Euparkerella robusta
- Conservation status: Vulnerable (IUCN 3.1)

Scientific classification
- Kingdom: Animalia
- Phylum: Chordata
- Class: Amphibia
- Order: Anura
- Family: Strabomantidae
- Genus: Euparkerella
- Species: E. robusta
- Binomial name: Euparkerella robusta Izecksohn, 1988

= Euparkerella robusta =

- Authority: Izecksohn, 1988
- Conservation status: VU

Species of frog

Euparkerella robusta is a species of frog in the family Strabomantidae. It is endemic to the state of Espírito Santo in southeastern Brazil. It has been recorded from the municipality of Mimoso do Sul (type locality) and the neighboring Atílio Vivacqua. Common name Izecksohn's Guanabara frog has been proposed for it.

==Description==
The body is robust. Adult males measure 17.2–21.5 mm in snout–vent length. It is a large member of its genus; it differs from the other large species, Euparkerella tridactyla, by its longer fingers.

The male advertisement call consists of a single note comprising 5–8 long pulses repeated periodically. The pulses are relatively long and have a whistle-like character (as opposed to short snaps in other Euparkerella). The call duration is 1.3–2.2 seconds and the dominant frequency is 2.9–3.2 kHz.
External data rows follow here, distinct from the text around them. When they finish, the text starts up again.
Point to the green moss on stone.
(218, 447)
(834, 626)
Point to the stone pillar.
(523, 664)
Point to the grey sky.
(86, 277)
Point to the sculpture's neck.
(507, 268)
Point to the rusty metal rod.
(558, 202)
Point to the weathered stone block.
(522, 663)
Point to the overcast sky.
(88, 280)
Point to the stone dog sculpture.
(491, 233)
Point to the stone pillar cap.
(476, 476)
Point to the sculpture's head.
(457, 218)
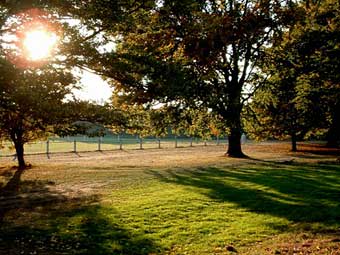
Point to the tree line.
(267, 68)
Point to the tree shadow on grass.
(43, 221)
(300, 193)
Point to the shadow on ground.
(301, 193)
(36, 219)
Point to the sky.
(94, 88)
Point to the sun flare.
(39, 44)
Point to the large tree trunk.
(234, 138)
(234, 144)
(294, 142)
(19, 148)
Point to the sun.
(39, 44)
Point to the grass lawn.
(174, 201)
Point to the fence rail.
(87, 144)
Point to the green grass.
(189, 210)
(91, 144)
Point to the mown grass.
(215, 208)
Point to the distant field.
(190, 200)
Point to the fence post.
(48, 148)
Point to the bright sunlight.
(38, 44)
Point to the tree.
(302, 95)
(193, 53)
(31, 102)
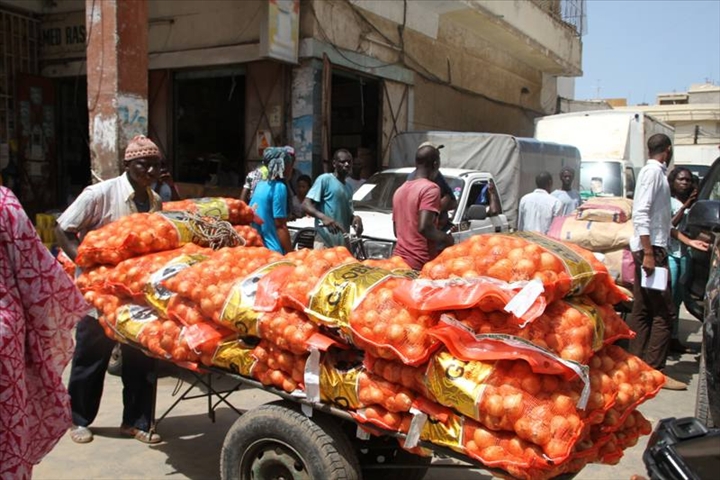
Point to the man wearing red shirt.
(416, 206)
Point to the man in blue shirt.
(270, 200)
(329, 201)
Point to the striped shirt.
(103, 203)
(651, 206)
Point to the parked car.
(704, 218)
(702, 222)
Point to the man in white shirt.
(538, 208)
(570, 198)
(96, 206)
(653, 313)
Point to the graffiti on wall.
(132, 118)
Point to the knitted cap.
(141, 147)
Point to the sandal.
(80, 434)
(140, 435)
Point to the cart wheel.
(276, 441)
(388, 453)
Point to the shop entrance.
(208, 129)
(73, 150)
(355, 118)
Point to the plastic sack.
(235, 357)
(573, 328)
(208, 284)
(392, 264)
(606, 209)
(352, 388)
(508, 396)
(387, 329)
(464, 345)
(130, 277)
(382, 418)
(232, 210)
(486, 293)
(564, 269)
(592, 235)
(621, 266)
(633, 382)
(301, 283)
(279, 368)
(143, 233)
(249, 234)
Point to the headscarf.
(276, 159)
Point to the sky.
(638, 48)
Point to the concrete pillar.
(307, 116)
(117, 76)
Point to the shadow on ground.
(189, 437)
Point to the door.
(36, 142)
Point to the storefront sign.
(63, 35)
(280, 30)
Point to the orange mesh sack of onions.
(249, 234)
(130, 277)
(495, 449)
(290, 330)
(393, 264)
(355, 302)
(573, 329)
(143, 233)
(209, 284)
(279, 368)
(509, 396)
(232, 210)
(352, 387)
(563, 268)
(522, 299)
(93, 279)
(293, 287)
(632, 380)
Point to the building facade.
(226, 78)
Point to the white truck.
(612, 143)
(468, 161)
(696, 158)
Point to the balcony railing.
(569, 12)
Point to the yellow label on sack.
(579, 269)
(182, 225)
(339, 292)
(155, 292)
(238, 313)
(235, 357)
(131, 319)
(448, 434)
(456, 383)
(339, 387)
(212, 207)
(590, 310)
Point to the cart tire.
(276, 440)
(417, 466)
(702, 400)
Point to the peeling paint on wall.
(132, 118)
(302, 140)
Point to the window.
(629, 180)
(711, 184)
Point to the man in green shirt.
(329, 201)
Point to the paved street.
(191, 447)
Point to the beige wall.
(488, 84)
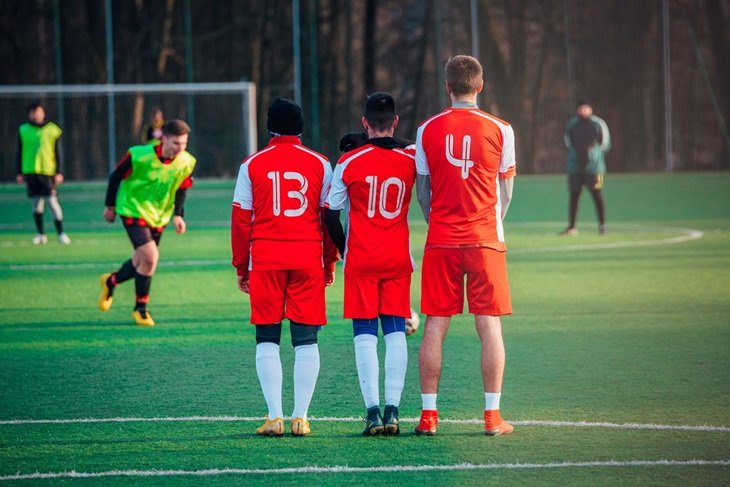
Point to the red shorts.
(297, 295)
(368, 297)
(442, 281)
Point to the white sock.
(396, 363)
(429, 401)
(368, 368)
(491, 400)
(268, 368)
(306, 371)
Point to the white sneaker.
(40, 239)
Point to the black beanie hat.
(379, 105)
(285, 118)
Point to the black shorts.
(593, 182)
(140, 233)
(39, 184)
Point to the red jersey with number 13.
(284, 186)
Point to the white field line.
(107, 265)
(569, 424)
(347, 469)
(105, 225)
(689, 234)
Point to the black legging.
(597, 200)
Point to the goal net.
(100, 122)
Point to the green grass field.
(618, 369)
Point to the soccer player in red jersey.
(465, 160)
(277, 240)
(375, 181)
(147, 189)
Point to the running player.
(277, 245)
(147, 189)
(466, 163)
(374, 181)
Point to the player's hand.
(179, 223)
(243, 283)
(329, 277)
(109, 214)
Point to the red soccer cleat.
(429, 421)
(494, 425)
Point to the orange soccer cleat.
(271, 427)
(429, 421)
(300, 427)
(494, 425)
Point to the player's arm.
(605, 135)
(423, 177)
(330, 254)
(241, 224)
(60, 162)
(178, 218)
(337, 197)
(505, 193)
(19, 161)
(334, 229)
(507, 170)
(123, 169)
(423, 193)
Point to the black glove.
(353, 140)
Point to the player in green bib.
(39, 165)
(147, 189)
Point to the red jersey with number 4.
(283, 187)
(375, 184)
(465, 151)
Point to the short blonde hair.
(463, 74)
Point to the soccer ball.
(412, 323)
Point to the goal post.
(100, 121)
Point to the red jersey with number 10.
(465, 151)
(375, 184)
(284, 186)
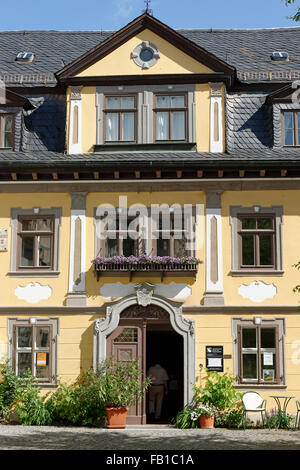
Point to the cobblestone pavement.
(145, 438)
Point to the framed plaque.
(214, 358)
(3, 239)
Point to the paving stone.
(145, 438)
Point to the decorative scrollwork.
(151, 311)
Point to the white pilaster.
(75, 124)
(216, 118)
(214, 275)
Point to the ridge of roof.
(111, 31)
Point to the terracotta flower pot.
(116, 417)
(206, 422)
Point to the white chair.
(253, 403)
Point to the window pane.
(179, 248)
(163, 101)
(128, 126)
(128, 246)
(265, 250)
(113, 102)
(179, 125)
(268, 367)
(112, 126)
(288, 121)
(268, 338)
(248, 250)
(44, 251)
(27, 253)
(24, 362)
(249, 338)
(163, 247)
(249, 366)
(177, 102)
(6, 131)
(127, 102)
(265, 224)
(44, 225)
(249, 224)
(8, 140)
(42, 365)
(43, 337)
(128, 335)
(289, 137)
(111, 248)
(29, 225)
(162, 126)
(24, 339)
(7, 123)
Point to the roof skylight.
(25, 56)
(280, 55)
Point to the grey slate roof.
(247, 50)
(248, 121)
(10, 160)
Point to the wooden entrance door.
(128, 341)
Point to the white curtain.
(162, 126)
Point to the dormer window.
(291, 128)
(6, 131)
(120, 118)
(170, 115)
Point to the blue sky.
(113, 14)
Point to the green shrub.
(185, 418)
(218, 391)
(9, 387)
(121, 383)
(78, 403)
(273, 420)
(231, 418)
(30, 407)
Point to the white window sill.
(34, 273)
(255, 272)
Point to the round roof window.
(146, 54)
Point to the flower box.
(141, 264)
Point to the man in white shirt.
(158, 386)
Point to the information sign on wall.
(3, 239)
(214, 358)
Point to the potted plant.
(206, 415)
(121, 387)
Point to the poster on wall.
(214, 358)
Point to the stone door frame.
(183, 326)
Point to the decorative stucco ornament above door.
(258, 291)
(145, 55)
(144, 292)
(173, 290)
(33, 292)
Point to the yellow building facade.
(165, 228)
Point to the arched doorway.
(147, 333)
(161, 318)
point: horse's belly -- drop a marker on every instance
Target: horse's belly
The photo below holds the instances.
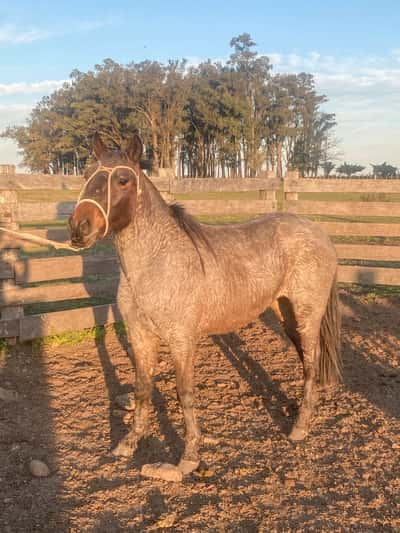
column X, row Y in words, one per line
column 224, row 318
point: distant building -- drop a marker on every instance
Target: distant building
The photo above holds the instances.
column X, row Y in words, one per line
column 7, row 169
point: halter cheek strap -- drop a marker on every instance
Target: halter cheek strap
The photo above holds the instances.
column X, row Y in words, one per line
column 105, row 212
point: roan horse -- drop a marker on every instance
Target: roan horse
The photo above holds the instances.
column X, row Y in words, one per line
column 181, row 279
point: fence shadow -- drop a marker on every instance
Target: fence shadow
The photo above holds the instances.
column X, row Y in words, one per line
column 27, row 431
column 367, row 328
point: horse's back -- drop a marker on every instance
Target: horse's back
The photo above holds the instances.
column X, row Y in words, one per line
column 256, row 262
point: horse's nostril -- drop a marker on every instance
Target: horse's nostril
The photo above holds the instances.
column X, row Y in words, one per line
column 84, row 226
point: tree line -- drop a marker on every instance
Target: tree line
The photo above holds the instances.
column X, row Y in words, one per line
column 213, row 119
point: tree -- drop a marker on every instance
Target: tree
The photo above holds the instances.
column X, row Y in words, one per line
column 349, row 169
column 384, row 170
column 216, row 119
column 327, row 167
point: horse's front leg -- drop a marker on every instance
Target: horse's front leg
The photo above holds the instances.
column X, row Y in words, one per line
column 145, row 350
column 182, row 353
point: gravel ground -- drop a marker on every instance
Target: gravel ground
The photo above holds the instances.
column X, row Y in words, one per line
column 344, row 477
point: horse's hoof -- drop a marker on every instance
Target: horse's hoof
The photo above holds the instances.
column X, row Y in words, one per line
column 164, row 471
column 125, row 448
column 186, row 467
column 298, row 433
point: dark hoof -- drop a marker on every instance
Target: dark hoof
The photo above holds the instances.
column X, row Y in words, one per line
column 164, row 471
column 298, row 433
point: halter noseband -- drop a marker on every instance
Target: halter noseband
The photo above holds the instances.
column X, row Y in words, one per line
column 110, row 171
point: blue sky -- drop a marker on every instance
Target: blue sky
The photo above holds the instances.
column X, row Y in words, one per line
column 352, row 47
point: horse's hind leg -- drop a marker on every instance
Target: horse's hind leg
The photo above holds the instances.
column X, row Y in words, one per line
column 182, row 353
column 302, row 325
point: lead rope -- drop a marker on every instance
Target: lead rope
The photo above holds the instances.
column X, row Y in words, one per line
column 58, row 245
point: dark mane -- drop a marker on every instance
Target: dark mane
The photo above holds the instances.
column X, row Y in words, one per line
column 192, row 228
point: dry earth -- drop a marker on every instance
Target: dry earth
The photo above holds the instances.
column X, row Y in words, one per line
column 344, row 477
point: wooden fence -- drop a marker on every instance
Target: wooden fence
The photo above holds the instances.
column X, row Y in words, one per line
column 351, row 227
column 83, row 279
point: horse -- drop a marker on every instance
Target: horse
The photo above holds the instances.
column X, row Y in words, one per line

==Habitat and conservation==
Euparkerella robusta occurs in leaf litter in primary and secondary forest. Development is direct (i.e., there is no free-living larval stage).

It is reasonably common at the type locality. Habitat loss caused by agriculture, logging, and human settlement is a concern. At time of the most recent IUCN assessment, it was not known to occur in any protected area. However, the locality in Atílio Vivacqua, Serra das Torres, could overlap with the Serra das Torres Natural Monument.